The soil moisture content data of the area in 2000-year-2020 Changfeng strawberry is obtained, and the soil moisture content data is checked and identified, the time sequence obeys a 13-order autoregressive model AR (13), and the number of neurons in the input layer of the time sequence BP neural network prediction model determined by the time sequence model is 13. And (3) setting total nitrogen (g/kg), available phosphorus (mg/kg), available potassium (mg/kg), available copper (mg/kg), available zinc (mg/kg), available iron (mg/kg), available manganese (mg/kg), available boron (mg/kg), available molybdenum (mg/kg), available sulfur (mg/kg), available silicon (mg/kg), temperature (DEG C), rainfall (mm) and the like in soil in the strawberry growth period of the area as input layer parameters, taking organic matters (g/kg) as output layer parameters, calculating the correlation between each input variable and each output variable, and finally obtaining 13 strongly correlated factors as each neuron of the input layer of the final network.
Initializing a BP neural network topological structure; sixteen groups of the twenty pre-acquired groups of data are used for training the network, and the other four groups are used for verifying the error of the training network.

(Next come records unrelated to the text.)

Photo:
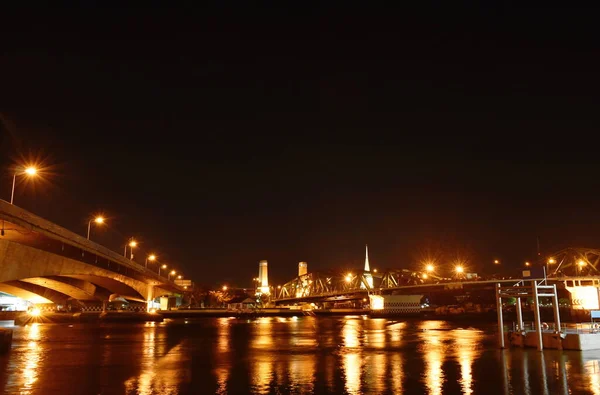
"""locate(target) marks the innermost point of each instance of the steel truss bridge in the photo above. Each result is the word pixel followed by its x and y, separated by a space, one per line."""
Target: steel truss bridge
pixel 570 265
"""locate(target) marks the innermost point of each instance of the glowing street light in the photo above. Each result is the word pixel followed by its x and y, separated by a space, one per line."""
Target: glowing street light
pixel 29 171
pixel 161 267
pixel 98 220
pixel 150 258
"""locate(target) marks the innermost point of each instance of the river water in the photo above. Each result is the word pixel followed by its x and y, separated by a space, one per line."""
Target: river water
pixel 305 355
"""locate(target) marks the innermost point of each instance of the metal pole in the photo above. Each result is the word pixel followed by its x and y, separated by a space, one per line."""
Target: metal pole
pixel 536 312
pixel 520 316
pixel 12 194
pixel 557 328
pixel 500 320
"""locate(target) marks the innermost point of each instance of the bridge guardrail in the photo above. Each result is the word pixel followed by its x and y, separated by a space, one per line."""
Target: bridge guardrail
pixel 23 218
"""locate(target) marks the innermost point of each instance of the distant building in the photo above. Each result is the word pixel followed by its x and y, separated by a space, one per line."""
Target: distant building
pixel 263 277
pixel 302 268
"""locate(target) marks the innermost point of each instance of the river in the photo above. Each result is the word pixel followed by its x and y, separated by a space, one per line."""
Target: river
pixel 305 355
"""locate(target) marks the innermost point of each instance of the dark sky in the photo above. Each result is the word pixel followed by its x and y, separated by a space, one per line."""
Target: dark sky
pixel 221 136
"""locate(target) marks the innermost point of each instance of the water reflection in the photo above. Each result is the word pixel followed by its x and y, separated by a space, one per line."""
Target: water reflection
pixel 32 358
pixel 467 347
pixel 222 361
pixel 351 357
pixel 434 352
pixel 302 373
pixel 308 355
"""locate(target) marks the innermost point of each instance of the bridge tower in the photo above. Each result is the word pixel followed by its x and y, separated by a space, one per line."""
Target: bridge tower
pixel 302 268
pixel 263 279
pixel 368 277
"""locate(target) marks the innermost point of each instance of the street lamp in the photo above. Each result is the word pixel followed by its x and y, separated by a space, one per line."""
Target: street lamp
pixel 99 220
pixel 150 258
pixel 29 171
pixel 580 265
pixel 131 243
pixel 161 267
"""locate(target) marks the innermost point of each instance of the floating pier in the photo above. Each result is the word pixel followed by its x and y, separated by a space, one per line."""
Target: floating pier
pixel 556 336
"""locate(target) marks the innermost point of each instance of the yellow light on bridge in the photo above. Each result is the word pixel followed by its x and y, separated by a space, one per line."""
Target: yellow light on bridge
pixel 35 312
pixel 32 171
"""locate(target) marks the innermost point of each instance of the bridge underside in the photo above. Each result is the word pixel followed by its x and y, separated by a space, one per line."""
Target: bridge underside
pixel 42 277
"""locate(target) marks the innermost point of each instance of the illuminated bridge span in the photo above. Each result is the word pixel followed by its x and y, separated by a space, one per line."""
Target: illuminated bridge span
pixel 568 268
pixel 45 263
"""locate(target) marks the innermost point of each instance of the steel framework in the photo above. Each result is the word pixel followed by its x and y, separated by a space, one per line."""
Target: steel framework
pixel 574 261
pixel 326 283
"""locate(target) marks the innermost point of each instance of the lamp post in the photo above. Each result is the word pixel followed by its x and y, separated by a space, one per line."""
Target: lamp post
pixel 459 271
pixel 131 243
pixel 29 171
pixel 150 258
pixel 98 220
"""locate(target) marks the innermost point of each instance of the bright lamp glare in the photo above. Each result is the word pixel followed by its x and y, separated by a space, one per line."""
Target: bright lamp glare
pixel 31 171
pixel 35 312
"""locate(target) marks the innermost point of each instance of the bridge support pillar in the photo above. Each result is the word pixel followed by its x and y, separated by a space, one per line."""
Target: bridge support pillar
pixel 149 297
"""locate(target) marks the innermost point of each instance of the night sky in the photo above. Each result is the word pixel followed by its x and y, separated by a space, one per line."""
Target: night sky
pixel 221 136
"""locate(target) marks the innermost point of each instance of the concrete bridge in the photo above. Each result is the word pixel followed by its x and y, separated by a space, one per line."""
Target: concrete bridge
pixel 45 263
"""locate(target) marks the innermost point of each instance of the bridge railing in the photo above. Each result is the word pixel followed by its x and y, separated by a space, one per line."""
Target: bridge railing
pixel 23 218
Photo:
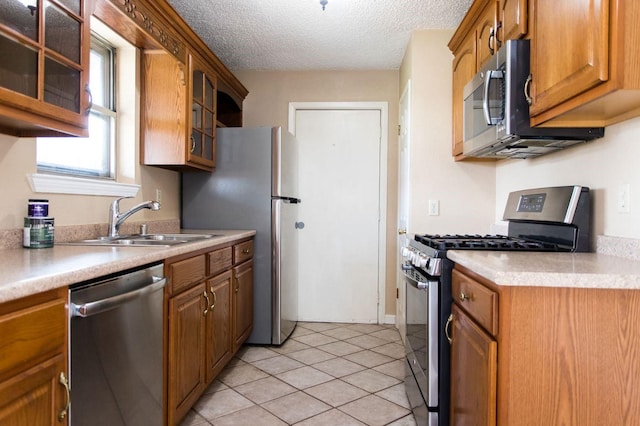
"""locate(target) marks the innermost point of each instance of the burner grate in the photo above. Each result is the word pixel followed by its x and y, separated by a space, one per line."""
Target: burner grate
pixel 485 242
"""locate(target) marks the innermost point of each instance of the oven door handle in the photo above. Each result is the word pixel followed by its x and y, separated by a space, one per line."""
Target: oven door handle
pixel 490 75
pixel 421 285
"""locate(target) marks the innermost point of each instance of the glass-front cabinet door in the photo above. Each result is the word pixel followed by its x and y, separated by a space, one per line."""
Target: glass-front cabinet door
pixel 44 67
pixel 203 116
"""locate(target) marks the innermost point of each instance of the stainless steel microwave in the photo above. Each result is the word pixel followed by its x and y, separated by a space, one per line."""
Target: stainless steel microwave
pixel 496 111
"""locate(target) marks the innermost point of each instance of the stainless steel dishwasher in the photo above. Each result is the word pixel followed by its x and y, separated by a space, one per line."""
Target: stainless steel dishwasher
pixel 116 349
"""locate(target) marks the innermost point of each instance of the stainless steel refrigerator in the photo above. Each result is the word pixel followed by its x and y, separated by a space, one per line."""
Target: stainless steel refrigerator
pixel 255 186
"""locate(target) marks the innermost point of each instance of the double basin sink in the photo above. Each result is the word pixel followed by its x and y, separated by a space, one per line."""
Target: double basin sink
pixel 142 240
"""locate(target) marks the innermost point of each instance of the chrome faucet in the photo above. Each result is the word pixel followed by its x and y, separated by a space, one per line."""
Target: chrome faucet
pixel 116 218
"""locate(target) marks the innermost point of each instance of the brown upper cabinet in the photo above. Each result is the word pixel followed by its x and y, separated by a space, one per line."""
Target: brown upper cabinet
pixel 45 68
pixel 186 91
pixel 584 62
pixel 480 34
pixel 178 112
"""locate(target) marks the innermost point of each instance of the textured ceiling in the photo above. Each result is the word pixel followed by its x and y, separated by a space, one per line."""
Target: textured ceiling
pixel 299 35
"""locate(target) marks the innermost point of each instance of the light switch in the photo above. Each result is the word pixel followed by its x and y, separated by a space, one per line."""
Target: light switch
pixel 434 207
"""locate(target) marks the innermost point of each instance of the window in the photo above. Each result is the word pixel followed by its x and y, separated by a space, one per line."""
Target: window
pixel 93 156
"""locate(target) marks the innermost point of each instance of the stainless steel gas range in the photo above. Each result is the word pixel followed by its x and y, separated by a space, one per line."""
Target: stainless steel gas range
pixel 553 219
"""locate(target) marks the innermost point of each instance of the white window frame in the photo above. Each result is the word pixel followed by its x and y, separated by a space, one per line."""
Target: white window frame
pixel 120 186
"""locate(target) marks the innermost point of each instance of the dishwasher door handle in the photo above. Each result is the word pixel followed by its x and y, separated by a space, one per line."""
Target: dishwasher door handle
pixel 92 308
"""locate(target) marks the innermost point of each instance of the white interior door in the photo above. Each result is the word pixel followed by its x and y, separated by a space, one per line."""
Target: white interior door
pixel 339 184
pixel 404 182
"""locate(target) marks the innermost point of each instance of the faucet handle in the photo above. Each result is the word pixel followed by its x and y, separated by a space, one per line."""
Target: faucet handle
pixel 116 203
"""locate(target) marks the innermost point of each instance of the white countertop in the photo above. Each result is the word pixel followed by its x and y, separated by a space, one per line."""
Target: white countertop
pixel 586 270
pixel 28 271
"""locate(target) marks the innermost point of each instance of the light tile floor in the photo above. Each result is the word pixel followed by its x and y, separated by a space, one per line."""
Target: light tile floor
pixel 324 374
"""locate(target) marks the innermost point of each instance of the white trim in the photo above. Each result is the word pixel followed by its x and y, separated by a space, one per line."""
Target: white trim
pixel 383 107
pixel 57 184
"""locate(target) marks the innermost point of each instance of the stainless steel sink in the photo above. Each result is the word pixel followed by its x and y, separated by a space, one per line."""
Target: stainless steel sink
pixel 137 240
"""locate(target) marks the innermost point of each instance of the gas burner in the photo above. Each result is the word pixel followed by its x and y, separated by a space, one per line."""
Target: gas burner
pixel 484 242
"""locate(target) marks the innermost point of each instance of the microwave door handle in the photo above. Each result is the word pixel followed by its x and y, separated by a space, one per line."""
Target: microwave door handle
pixel 490 75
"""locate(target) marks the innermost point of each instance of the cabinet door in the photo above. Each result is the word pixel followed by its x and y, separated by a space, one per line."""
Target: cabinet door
pixel 485 34
pixel 33 360
pixel 473 373
pixel 36 397
pixel 42 86
pixel 242 302
pixel 569 51
pixel 513 16
pixel 187 313
pixel 203 116
pixel 163 110
pixel 219 344
pixel 464 68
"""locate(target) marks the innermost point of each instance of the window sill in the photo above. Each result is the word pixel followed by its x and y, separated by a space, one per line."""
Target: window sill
pixel 57 184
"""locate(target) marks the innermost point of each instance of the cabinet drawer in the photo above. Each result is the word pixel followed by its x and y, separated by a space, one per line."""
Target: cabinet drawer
pixel 186 272
pixel 31 335
pixel 480 302
pixel 242 252
pixel 219 260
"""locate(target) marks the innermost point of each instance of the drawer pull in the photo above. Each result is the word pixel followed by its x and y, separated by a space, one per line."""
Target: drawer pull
pixel 464 296
pixel 446 328
pixel 64 382
pixel 206 309
pixel 215 298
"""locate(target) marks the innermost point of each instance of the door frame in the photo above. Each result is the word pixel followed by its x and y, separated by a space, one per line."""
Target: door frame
pixel 383 108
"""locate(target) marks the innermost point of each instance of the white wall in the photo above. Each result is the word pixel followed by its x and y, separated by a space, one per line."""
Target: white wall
pixel 465 190
pixel 603 165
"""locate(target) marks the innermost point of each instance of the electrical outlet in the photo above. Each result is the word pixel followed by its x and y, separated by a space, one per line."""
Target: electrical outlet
pixel 623 198
pixel 434 207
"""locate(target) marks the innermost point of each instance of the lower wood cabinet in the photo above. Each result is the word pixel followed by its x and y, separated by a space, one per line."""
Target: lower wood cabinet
pixel 210 315
pixel 186 351
pixel 242 303
pixel 543 355
pixel 473 372
pixel 218 328
pixel 34 387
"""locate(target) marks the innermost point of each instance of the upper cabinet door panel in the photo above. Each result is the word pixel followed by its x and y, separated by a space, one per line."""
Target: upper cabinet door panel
pixel 63 33
pixel 44 76
pixel 570 50
pixel 486 40
pixel 19 18
pixel 513 19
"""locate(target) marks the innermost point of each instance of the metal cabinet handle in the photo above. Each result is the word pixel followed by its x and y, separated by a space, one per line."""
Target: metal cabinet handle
pixel 213 305
pixel 492 36
pixel 527 89
pixel 64 382
pixel 446 328
pixel 206 296
pixel 464 296
pixel 88 90
pixel 497 33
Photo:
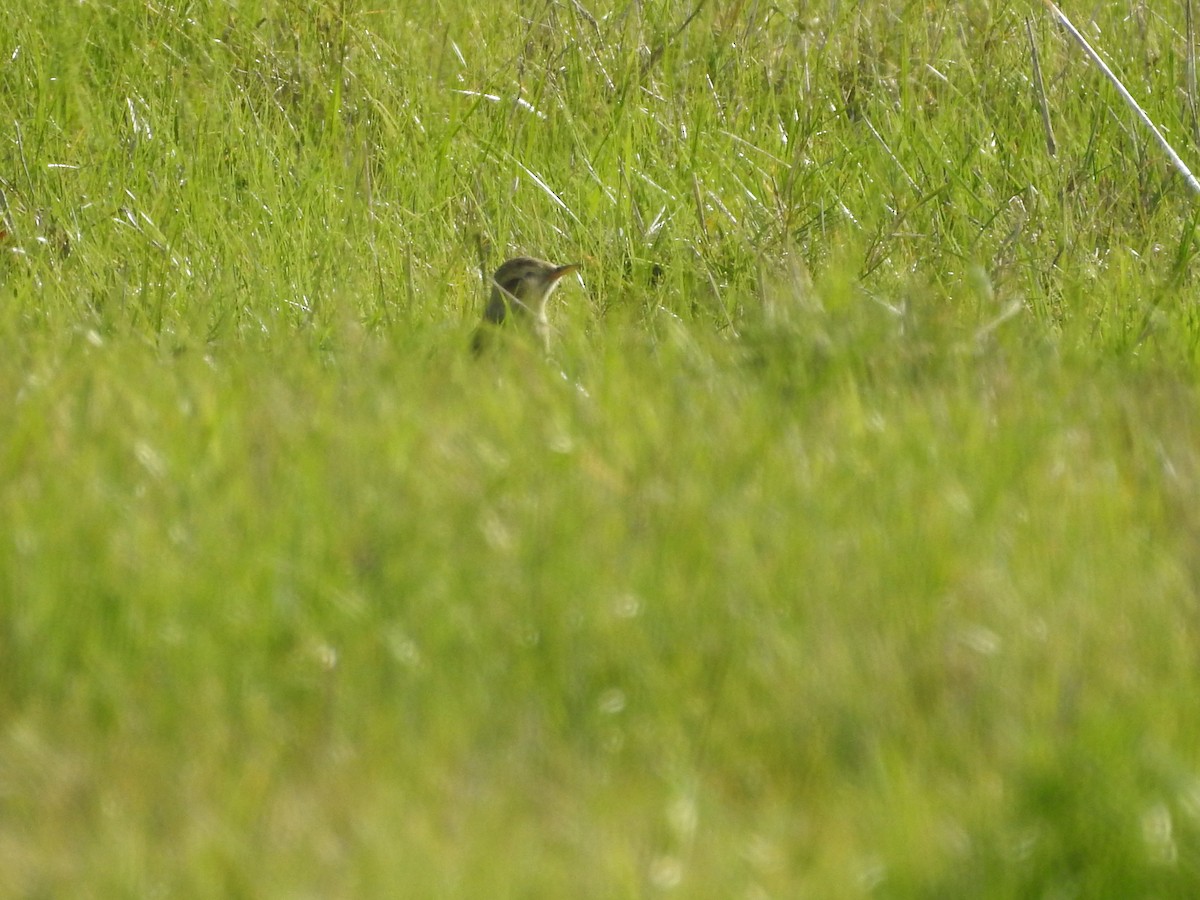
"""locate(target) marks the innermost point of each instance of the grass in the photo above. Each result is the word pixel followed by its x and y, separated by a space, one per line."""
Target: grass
pixel 845 545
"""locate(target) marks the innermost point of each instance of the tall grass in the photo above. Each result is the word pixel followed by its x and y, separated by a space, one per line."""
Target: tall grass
pixel 844 545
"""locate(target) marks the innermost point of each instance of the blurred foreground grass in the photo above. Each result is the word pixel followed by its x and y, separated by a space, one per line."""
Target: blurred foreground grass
pixel 846 545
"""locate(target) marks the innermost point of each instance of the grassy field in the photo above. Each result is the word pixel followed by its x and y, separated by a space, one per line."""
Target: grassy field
pixel 847 543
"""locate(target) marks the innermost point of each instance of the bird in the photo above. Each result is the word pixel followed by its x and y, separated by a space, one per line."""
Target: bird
pixel 520 291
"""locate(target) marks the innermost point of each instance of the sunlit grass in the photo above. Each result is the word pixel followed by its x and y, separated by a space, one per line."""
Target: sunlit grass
pixel 844 545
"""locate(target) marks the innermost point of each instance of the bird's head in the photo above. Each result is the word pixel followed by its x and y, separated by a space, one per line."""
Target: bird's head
pixel 531 282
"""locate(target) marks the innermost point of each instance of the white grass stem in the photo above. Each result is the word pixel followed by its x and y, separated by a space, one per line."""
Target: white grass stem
pixel 1127 96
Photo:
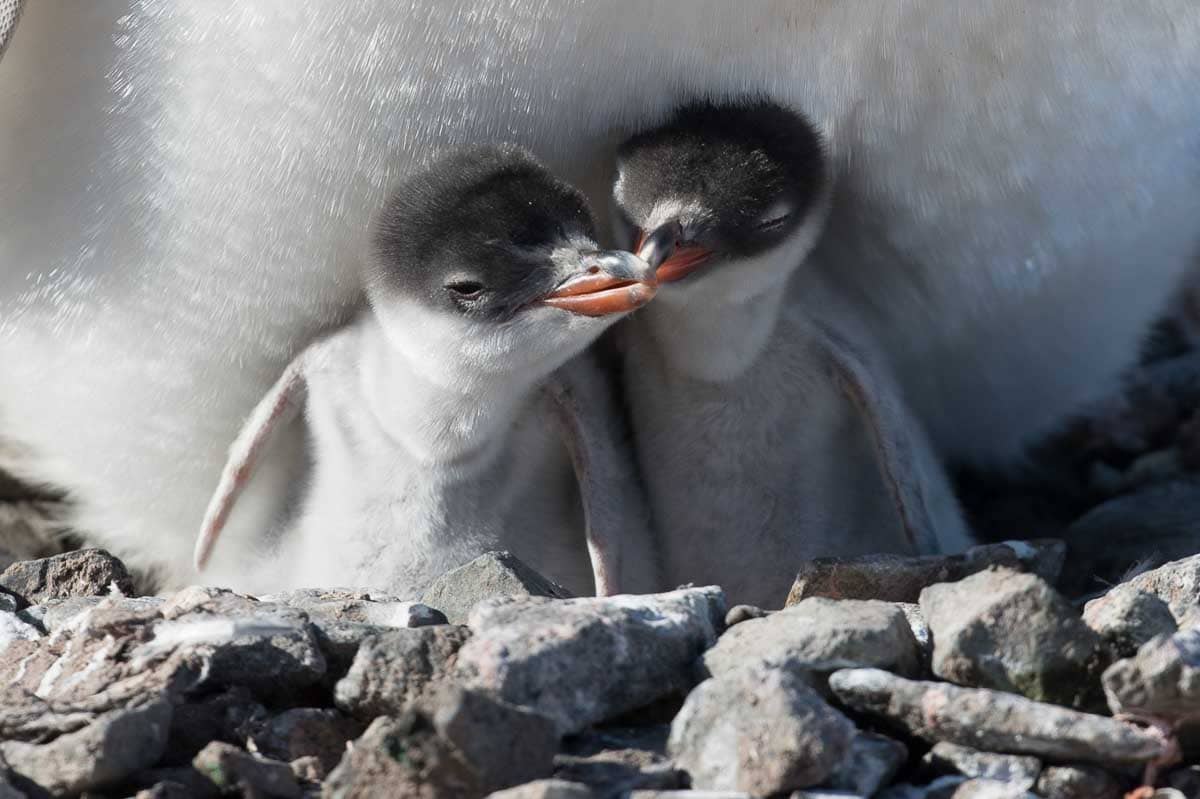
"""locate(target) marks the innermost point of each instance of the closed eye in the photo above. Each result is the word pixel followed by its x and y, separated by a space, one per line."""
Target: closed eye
pixel 466 289
pixel 773 222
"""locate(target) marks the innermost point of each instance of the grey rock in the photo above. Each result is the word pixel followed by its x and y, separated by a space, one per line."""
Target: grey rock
pixel 957 787
pixel 899 578
pixel 1126 620
pixel 303 732
pixel 233 769
pixel 1018 770
pixel 180 781
pixel 1105 541
pixel 1005 630
pixel 364 607
pixel 83 572
pixel 870 763
pixel 492 575
pixel 921 632
pixel 613 761
pixel 427 756
pixel 1176 583
pixel 1162 680
pixel 220 716
pixel 507 745
pixel 739 613
pixel 105 751
pixel 394 670
pixel 340 643
pixel 993 720
pixel 269 648
pixel 1077 782
pixel 12 629
pixel 585 660
pixel 760 730
pixel 821 635
pixel 545 790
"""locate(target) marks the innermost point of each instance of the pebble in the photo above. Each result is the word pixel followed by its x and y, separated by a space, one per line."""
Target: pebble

Because the data units have magnitude difference, for example, the unit of total nitrogen and organic matter is g/kg, and the unit of available phosphorus, available potassium and the like is mg/kg, in order to eliminate the magnitude difference and effectively improve the speed of solving the optimal solution by the gradient descent method, the data Min-max is normalized:
Figure BDA0003351371870000171
and extracting basic information of the BP neural network. By means of the empirical formula, the number of hidden layers is continuously adjusted by adopting a trial and error method, and finally, the network is better when the hidden layers are 9. From this, the numbers of nodes of the input layer (inputnum), the hidden layer (hidden layer), and the output layer (outputnum) of the BP neural network are 13, 9, and 1, respectively. The hidden layer activation function is logsig, the output layer activation function is tansig, the training function is trainlm, and the expected error is the mean square error function MSE.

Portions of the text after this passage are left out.